If you choose to use single letters, it should still make sense (if you iterate over a list named 'results' it makes sense to use 'r'. 'line1' and 'line2' however, are not recommanded for anything)
You don't need parenthesis for conditions
You want to use as little variables as you can as to not get confused. There's too much different variables in your code, it's easy to get lost. You don't even use some of them.
you want to use strip rather than replace, and you want the whole 'cleaning' process to come first and then just have a code the deals with the filtering logic on the two lists. If you split each line according to some logic, and you don't use the original line anywhere in the iteration, then you can do the whole thing in the beggining.
Now, I'm really confused what you're trying to achieve here, and while I don't understand why your doing it that way, I can say that looking at your logic you are repeating yourself a lot.
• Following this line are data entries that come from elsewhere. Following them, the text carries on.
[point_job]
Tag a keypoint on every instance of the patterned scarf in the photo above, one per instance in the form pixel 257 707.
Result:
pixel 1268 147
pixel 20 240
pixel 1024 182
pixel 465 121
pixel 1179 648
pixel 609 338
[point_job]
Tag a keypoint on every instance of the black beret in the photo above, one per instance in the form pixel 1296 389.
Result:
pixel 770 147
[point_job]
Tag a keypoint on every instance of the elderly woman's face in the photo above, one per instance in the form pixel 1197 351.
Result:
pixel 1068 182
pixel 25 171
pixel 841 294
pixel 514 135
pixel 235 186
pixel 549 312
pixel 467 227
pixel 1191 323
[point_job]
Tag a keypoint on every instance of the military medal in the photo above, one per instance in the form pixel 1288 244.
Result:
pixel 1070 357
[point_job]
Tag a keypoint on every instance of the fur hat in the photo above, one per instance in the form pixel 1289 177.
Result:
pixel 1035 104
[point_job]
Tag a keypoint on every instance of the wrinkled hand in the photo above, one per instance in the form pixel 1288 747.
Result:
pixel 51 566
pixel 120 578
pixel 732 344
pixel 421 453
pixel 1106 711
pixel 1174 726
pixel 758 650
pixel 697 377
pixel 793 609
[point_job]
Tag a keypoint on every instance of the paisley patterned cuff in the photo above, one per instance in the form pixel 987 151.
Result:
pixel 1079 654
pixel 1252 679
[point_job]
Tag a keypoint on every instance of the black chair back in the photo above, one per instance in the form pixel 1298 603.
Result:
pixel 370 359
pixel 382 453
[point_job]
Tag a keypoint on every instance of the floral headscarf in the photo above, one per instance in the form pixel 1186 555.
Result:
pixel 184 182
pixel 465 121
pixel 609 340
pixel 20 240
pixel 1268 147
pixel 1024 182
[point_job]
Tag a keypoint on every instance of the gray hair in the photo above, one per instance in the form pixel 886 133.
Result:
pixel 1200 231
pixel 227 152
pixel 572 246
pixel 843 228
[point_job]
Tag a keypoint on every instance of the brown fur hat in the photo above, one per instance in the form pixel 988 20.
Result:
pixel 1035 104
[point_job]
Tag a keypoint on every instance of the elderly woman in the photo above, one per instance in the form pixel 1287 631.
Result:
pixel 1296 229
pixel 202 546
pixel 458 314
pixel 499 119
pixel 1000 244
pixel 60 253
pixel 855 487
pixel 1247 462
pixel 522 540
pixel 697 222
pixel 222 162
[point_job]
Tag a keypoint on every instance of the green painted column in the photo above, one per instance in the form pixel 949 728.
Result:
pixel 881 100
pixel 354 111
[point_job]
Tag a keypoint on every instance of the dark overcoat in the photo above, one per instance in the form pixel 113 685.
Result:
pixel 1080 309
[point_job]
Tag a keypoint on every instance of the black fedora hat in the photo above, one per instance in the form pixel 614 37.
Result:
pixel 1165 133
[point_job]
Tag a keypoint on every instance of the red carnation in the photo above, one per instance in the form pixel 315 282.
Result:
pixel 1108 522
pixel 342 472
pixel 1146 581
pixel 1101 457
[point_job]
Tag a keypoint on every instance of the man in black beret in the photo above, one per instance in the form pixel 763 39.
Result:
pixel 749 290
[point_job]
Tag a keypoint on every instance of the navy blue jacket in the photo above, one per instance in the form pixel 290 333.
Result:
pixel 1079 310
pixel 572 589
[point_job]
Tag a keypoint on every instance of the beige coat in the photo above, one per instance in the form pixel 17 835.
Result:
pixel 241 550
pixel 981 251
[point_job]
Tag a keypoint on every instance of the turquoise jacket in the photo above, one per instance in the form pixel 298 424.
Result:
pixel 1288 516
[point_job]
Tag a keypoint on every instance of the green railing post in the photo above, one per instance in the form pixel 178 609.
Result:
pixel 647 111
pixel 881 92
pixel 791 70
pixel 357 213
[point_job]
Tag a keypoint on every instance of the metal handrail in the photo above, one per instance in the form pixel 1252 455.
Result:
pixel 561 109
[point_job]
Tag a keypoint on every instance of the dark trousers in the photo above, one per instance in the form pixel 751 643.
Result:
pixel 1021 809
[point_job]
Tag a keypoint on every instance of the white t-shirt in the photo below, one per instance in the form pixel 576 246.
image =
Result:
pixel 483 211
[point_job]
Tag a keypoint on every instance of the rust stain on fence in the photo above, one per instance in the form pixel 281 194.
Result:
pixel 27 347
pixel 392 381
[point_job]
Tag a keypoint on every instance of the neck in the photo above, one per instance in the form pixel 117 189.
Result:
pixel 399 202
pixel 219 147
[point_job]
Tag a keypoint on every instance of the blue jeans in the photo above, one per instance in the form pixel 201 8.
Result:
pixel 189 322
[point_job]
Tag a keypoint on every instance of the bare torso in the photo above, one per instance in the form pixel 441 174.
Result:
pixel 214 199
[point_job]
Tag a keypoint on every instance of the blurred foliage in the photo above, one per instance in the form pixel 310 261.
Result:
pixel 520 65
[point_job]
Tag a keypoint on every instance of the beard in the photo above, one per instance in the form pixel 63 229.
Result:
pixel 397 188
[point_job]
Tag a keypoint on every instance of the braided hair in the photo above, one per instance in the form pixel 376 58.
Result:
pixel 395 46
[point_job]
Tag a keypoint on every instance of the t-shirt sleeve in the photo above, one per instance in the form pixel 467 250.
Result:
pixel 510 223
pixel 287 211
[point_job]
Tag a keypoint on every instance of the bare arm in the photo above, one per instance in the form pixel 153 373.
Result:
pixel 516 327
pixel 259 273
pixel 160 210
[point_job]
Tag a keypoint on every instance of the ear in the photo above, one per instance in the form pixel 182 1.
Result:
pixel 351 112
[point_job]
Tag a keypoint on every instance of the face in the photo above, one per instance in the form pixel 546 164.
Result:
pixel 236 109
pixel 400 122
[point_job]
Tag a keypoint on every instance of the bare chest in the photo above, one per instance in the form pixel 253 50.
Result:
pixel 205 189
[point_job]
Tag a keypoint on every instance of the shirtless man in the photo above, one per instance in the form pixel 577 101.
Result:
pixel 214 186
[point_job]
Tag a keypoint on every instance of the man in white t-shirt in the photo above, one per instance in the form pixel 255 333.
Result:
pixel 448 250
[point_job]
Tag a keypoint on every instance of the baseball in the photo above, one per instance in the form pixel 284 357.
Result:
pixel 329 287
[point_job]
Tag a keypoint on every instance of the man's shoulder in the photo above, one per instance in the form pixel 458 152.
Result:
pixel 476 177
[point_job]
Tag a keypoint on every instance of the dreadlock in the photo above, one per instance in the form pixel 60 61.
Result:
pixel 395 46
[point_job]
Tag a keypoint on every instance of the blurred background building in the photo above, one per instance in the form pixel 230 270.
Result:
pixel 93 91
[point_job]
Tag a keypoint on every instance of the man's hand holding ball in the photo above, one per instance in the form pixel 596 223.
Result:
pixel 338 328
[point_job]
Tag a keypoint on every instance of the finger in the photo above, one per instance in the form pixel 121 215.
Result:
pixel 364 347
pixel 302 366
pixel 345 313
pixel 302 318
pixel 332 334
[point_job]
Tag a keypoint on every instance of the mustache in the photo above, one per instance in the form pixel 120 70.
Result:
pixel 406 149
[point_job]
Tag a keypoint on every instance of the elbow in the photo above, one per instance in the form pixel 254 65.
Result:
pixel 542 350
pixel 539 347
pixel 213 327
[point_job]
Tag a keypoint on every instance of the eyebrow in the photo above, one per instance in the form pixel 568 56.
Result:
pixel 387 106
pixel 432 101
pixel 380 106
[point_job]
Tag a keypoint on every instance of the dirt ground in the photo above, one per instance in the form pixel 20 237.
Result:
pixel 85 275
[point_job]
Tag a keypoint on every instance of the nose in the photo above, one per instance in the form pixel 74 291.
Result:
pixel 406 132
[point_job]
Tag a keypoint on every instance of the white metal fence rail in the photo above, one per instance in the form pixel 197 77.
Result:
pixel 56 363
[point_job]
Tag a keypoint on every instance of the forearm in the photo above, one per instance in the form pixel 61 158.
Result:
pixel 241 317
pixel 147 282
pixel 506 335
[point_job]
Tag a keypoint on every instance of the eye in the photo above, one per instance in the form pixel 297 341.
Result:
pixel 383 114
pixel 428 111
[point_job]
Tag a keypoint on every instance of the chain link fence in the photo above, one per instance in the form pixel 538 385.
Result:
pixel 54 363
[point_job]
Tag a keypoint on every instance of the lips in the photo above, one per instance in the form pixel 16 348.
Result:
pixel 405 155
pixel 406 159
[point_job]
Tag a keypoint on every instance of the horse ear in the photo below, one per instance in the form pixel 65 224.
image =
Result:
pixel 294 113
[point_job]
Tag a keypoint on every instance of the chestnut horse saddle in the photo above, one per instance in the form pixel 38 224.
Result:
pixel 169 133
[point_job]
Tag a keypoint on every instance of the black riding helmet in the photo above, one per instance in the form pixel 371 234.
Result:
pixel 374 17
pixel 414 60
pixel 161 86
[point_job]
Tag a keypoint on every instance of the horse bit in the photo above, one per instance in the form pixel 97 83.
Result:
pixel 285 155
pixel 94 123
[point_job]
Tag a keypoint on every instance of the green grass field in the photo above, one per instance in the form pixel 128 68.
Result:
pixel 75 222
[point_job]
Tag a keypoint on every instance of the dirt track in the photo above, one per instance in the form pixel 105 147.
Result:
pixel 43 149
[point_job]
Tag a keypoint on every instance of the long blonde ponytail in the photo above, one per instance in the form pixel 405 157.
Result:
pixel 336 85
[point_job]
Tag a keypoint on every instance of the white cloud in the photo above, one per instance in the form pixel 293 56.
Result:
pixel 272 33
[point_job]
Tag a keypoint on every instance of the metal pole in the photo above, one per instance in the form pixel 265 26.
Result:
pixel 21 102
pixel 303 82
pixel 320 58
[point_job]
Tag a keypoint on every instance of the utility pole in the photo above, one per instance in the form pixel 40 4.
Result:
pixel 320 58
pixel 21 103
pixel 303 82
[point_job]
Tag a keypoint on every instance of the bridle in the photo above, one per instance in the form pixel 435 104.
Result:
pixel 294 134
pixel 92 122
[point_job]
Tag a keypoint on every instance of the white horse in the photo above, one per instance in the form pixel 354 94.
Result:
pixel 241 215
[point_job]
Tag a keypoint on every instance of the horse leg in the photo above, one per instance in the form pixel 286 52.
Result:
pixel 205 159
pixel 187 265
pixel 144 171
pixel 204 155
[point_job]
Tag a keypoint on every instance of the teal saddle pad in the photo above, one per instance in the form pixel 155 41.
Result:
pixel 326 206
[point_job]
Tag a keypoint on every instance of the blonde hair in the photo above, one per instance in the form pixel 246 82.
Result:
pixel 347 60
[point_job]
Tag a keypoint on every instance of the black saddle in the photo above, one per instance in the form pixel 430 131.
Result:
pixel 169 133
The action of checking against the filtered list should only happend once, and since it happens regardless of whether the 'if' checks out or not, I see absolutely no reason to use an 'else' clause at all.
Cleaning up like I mentioned, and re-building the logic, the script looks something like this:
# PART I - read and analyze the lines
Wappresults = open('C:\Users\Ziad\Desktop\Combination\WhatsappResult.txt', 'r')
Mikrofull = open('C:\Users\Ziad\Desktop\Combination\MikrofullCombMaj.txt', 'r')
Wapp = map(lambda x: x.strip().split(), Wappresults.readlines())
Mikro = map(lambda x: x.strip().split('\t'), Mikrofull.readlines())
Wappresults.close()
Mikrofull.close()
# PART II - filter using some logic
filtred = []
for w in Wapp:
res = w[:] # So as to copy the list instead of point to it
for m in Mikro:
if m[0].lower() == w[0]:
res.append(m[1])
if len(m) >= 3 :
res.append(m[2])
string = '\t'.join(res)+'\n' # this happens regardles of whether the 'if' statement changed 'res' or not
if string not in filtred:
filtred.append(string)
# PART III - write the filtered results into a file
combination = open('C:\Users\Ziad\Desktop\Combination\combination.txt','w')
for comb in filtred:
combination.write(comb)
combination.close()
I can't promise it will work (because again, like I said, I don't know what you're trying to achive) but this should be a lot easier to work with.